Friday, May 2, 2014

Voters must act on climate change


    As climate change proceeds apace, a major question has emerged: What will it take for Americans to lead, follow or get out of the way of efforts to address it?
    Will we really continue to do nothing as the wreckage caused by increasing global temperatures grows deeper around us?
    Will we really continue to undertake local initiatives to conserve water and preserve land without insisting that the federal government act to control carbon emissions from fossil fuels—the main culprit in this mess?
    Will we continue to believe that only recycling of paper, plastic and aluminum will save us and future generations from a planet so ravaged by warming that its ability to support life as we know it is damaged beyond repair?
    The most recent international report from the Intergovernmental Panel on Climate Change concluded that the problem is “unequivocally” caused by humans and that we have a scant couple of decades before the problem becomes unsolvable.

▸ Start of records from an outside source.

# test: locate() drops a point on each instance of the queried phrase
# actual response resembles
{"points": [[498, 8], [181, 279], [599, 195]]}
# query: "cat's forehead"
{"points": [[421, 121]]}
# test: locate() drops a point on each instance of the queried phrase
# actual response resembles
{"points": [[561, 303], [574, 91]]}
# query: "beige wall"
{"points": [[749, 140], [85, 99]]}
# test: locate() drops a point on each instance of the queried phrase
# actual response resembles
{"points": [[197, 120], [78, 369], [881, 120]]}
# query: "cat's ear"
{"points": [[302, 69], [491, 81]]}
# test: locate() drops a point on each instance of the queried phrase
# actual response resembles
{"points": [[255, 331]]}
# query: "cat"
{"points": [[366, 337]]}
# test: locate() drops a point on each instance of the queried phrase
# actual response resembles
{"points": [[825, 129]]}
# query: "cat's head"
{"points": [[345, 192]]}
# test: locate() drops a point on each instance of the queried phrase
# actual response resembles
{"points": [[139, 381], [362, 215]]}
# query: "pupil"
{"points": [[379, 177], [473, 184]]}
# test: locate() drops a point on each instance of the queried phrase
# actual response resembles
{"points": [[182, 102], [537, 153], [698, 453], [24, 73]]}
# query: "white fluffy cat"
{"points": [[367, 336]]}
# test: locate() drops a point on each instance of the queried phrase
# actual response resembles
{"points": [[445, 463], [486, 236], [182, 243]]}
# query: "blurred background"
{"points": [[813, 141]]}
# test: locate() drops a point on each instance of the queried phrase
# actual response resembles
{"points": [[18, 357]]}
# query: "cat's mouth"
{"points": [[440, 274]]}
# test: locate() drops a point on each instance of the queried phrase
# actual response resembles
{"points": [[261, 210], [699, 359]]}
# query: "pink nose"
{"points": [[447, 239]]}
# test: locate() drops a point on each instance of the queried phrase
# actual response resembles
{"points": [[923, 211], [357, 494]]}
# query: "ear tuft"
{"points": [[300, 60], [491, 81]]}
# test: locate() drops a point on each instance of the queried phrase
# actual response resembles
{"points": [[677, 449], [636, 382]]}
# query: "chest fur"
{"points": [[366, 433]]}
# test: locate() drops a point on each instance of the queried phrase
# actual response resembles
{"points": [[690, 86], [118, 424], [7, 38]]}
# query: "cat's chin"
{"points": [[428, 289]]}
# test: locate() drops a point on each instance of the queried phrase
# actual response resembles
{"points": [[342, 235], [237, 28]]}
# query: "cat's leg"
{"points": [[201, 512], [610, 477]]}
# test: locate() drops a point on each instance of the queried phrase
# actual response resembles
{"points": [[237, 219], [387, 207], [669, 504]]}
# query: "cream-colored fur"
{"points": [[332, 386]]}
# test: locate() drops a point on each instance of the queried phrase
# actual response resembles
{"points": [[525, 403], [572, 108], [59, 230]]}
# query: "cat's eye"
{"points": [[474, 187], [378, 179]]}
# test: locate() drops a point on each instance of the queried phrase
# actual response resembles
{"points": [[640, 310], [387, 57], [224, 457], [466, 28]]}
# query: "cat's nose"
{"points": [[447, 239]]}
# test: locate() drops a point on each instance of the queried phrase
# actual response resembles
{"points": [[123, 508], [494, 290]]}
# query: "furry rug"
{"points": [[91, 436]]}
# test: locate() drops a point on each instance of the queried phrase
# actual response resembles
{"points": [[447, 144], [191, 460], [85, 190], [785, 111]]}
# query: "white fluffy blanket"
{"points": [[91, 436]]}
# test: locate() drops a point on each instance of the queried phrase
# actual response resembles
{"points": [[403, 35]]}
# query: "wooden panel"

    How many food crops must dry up or be washed away before we act? How many ocean fish populations must collapse? How many species must disappear? How many people must be driven from homes by rising waters, sand-clogged wells, disease or wars caused by disappearing resources?
    The facts are in, but the social recognition and the political action needed to address those facts are not.
    This year, every state has off-year elections for seats in the U.S. Senate and House. It’s up to voters to elect leaders who will address climate change instead of those who are mightily beholden to climate-changing energy companies that contribute heavily to many campaigns. It’s up to voters to demand that candidates take a stand on climate change. No one else has, can, or will do it for us.
    Otherwise, we don’t just risk disaster, we will surely experience it.